When my daughter was in 9th grade, we started, with one of her teachers, a mother-daughter book club. With five other girls and their Moms, we met every month to discuss a book chosen by a mother-daughter pair. We read many books that were outside of my regular lists, like White Oleander by Janet Fitch, which the girls loved and most of the Moms found way too disturbing. We read The Curious Case of the Dog in the Nighttime by Mark Haddon, the first book that I remember reading featuring an autistic person as the main character. We read some Jane Austen and, of course, Jane Eyre, which I had read before and have read a couple of times since. I remember some great fantasy fare, like the wonderful dragons and wizards in Ursula Le Guin’s Earthsea world.

 

I read things that I otherwise would not have read, or even heard of, because they were of interest to someone else. I could attempt to understand unfathomable concepts by listening to how they made sense to the girls and their Moms. We talked about right and wrong, struggled with difficult social realities related to difference and with what we all have in common as humans, and had a lot of fun and laughs, too. The book club continued for four years until the girls graduated; our time together is a lasting positive memory of my daughter’s high school years, for her and for me.

 

I started reflecting on that book club as I read this New York Times article a few days ago, “Attempts to Ban Books Doubled in 2022” (https://www.nytimes.com/2023/03/23/books/book-ban-2022.html?campaign_id=9&emc=edit_nn_20230326&instance_id=88682&nl=the-morning&regi_id=133155851&segment_id=128789&te=1&user_id=28fcea388e0552900a93ea0857b4b7ee). Many of the banned books are about gender identity, sexual orientation, race relations, and other current issues of social relationships and difference. Keeping young people from reading books on these topics seems like exactly the wrong thing to do. Access to a full array of reading material at school and public libraries is, to me, one of the most valuable freedoms of an open democracy, and critical to the growth and development of young minds.

 

What we need is more reading and more conversations and more grown-ups involved with young people as they tackle new ideas and concepts and ways of seeing the world. We need more school librarians and counselors and parent volunteers to meet with students and talk about what they are reading, what it means to them, and how it matters in their lives. We need to encourage students to read about topics that weren’t even talked about when we were in school. How do we make progress in a society if young people are limited to the things that made sense to us when we were young and trying to understand the world 20 or 30 or 40 years ago?
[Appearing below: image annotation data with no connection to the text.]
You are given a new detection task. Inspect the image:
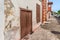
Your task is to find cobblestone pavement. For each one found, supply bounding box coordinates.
[41,17,60,39]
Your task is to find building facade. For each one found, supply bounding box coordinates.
[4,0,52,40]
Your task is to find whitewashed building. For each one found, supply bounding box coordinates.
[4,0,51,40]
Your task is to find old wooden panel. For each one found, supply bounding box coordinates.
[36,4,40,23]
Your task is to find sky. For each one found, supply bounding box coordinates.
[49,0,60,12]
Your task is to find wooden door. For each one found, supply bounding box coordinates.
[27,11,32,34]
[36,4,40,23]
[20,9,32,38]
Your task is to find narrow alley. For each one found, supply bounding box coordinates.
[41,17,60,39]
[21,16,60,40]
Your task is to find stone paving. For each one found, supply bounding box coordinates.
[41,17,60,39]
[29,27,59,40]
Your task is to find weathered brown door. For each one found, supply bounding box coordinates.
[20,9,32,38]
[36,4,40,23]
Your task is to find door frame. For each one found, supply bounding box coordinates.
[36,3,41,23]
[20,8,33,39]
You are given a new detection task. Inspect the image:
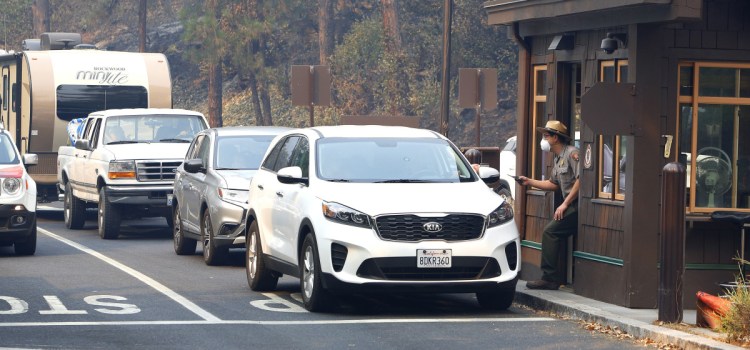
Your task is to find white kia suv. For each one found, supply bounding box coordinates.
[245,125,520,311]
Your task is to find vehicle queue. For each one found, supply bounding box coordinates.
[5,113,520,311]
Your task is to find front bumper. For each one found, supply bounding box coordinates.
[0,204,36,243]
[315,220,521,292]
[105,184,174,207]
[209,200,247,248]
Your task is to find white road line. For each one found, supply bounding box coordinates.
[0,317,557,328]
[37,227,221,323]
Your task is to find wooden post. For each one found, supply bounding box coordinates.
[658,162,686,323]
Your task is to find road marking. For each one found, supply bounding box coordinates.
[37,227,221,323]
[0,317,558,328]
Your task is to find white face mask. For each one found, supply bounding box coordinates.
[539,139,552,152]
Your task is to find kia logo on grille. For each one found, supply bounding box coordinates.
[422,221,443,232]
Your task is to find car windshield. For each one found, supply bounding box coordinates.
[214,135,274,170]
[104,114,206,144]
[0,134,20,164]
[316,137,477,183]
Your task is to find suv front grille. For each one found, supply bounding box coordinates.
[375,214,484,242]
[357,256,502,281]
[135,160,182,181]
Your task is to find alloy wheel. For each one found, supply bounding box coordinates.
[302,246,315,299]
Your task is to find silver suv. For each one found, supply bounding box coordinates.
[171,127,288,265]
[0,124,39,255]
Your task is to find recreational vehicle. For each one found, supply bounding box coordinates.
[0,33,172,201]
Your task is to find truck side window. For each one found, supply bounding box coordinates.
[185,135,206,160]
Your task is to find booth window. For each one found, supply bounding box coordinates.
[677,62,750,213]
[597,60,628,200]
[531,65,548,180]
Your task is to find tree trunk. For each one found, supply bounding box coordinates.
[380,0,401,53]
[208,61,224,128]
[31,0,50,38]
[250,72,266,126]
[260,82,273,125]
[318,0,334,65]
[138,0,147,52]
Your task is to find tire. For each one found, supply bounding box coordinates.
[164,214,174,230]
[172,204,198,255]
[201,209,228,266]
[245,221,279,292]
[63,182,86,230]
[97,186,121,239]
[13,222,36,255]
[477,288,516,311]
[299,233,331,312]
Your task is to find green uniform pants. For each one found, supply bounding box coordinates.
[541,202,578,284]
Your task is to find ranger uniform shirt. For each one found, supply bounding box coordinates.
[550,145,578,198]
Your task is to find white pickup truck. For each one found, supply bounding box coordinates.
[57,108,208,239]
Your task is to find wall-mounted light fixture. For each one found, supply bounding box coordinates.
[601,33,628,54]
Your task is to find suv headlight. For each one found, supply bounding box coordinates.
[218,187,250,204]
[487,202,513,227]
[3,177,21,195]
[323,202,371,228]
[108,160,135,179]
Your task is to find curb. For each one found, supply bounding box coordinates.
[514,288,744,350]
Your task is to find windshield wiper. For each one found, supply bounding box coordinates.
[375,179,433,184]
[159,139,190,143]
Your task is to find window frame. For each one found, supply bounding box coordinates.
[596,59,629,201]
[675,61,750,214]
[531,64,549,180]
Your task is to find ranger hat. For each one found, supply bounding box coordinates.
[536,120,570,140]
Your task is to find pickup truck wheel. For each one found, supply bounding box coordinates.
[172,204,198,255]
[63,183,86,230]
[201,209,227,266]
[98,187,120,239]
[13,222,36,255]
[245,221,279,292]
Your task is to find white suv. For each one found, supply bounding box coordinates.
[246,126,520,311]
[0,124,39,255]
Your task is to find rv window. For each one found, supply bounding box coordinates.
[2,73,10,111]
[57,85,148,121]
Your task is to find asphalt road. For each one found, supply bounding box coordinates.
[0,203,642,349]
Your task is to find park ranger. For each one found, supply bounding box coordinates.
[517,120,580,290]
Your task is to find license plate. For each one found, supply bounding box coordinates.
[417,249,451,269]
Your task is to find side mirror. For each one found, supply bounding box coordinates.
[76,139,91,151]
[23,153,39,165]
[184,159,204,174]
[276,166,310,185]
[479,166,500,184]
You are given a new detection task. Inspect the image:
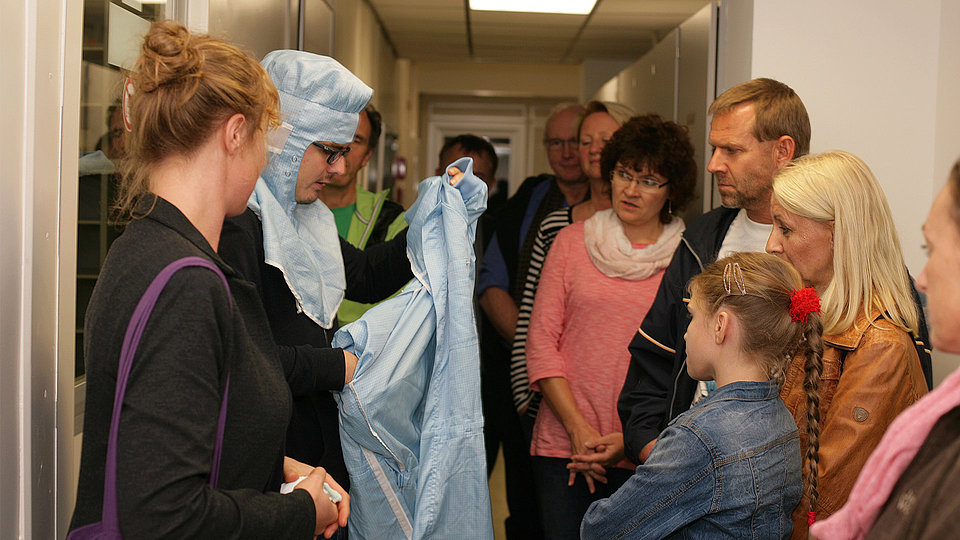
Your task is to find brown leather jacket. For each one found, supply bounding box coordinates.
[780,311,927,539]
Everything from new scientific understandings of the universe to insights about what kinds of human relationships are viable need to be thought about, processed, and discussed among students, hopefully with the guidance and authentic participation of caring adults. (When my son was in college, we read, together, The Elegant Universe: Superstrings, Hidden Dimensions, and the Quest for the Ultimate Theory by Brian Greene, about string theory. Only one of us understood the book, but I tried. The concepts were mostly over my head but what a lovely experience to learn with and from my son.)

 

Instead of limiting the reading material of young people, let’s all read it together. For us, the grown-ups, let’s open ourselves to the idea that maybe we don’t understand everything and that the things that were real for us when we were in school are no longer relevant or at least have changed in many aspects. Our children will benefit from our openness and we will likely learn as much as they will in the process.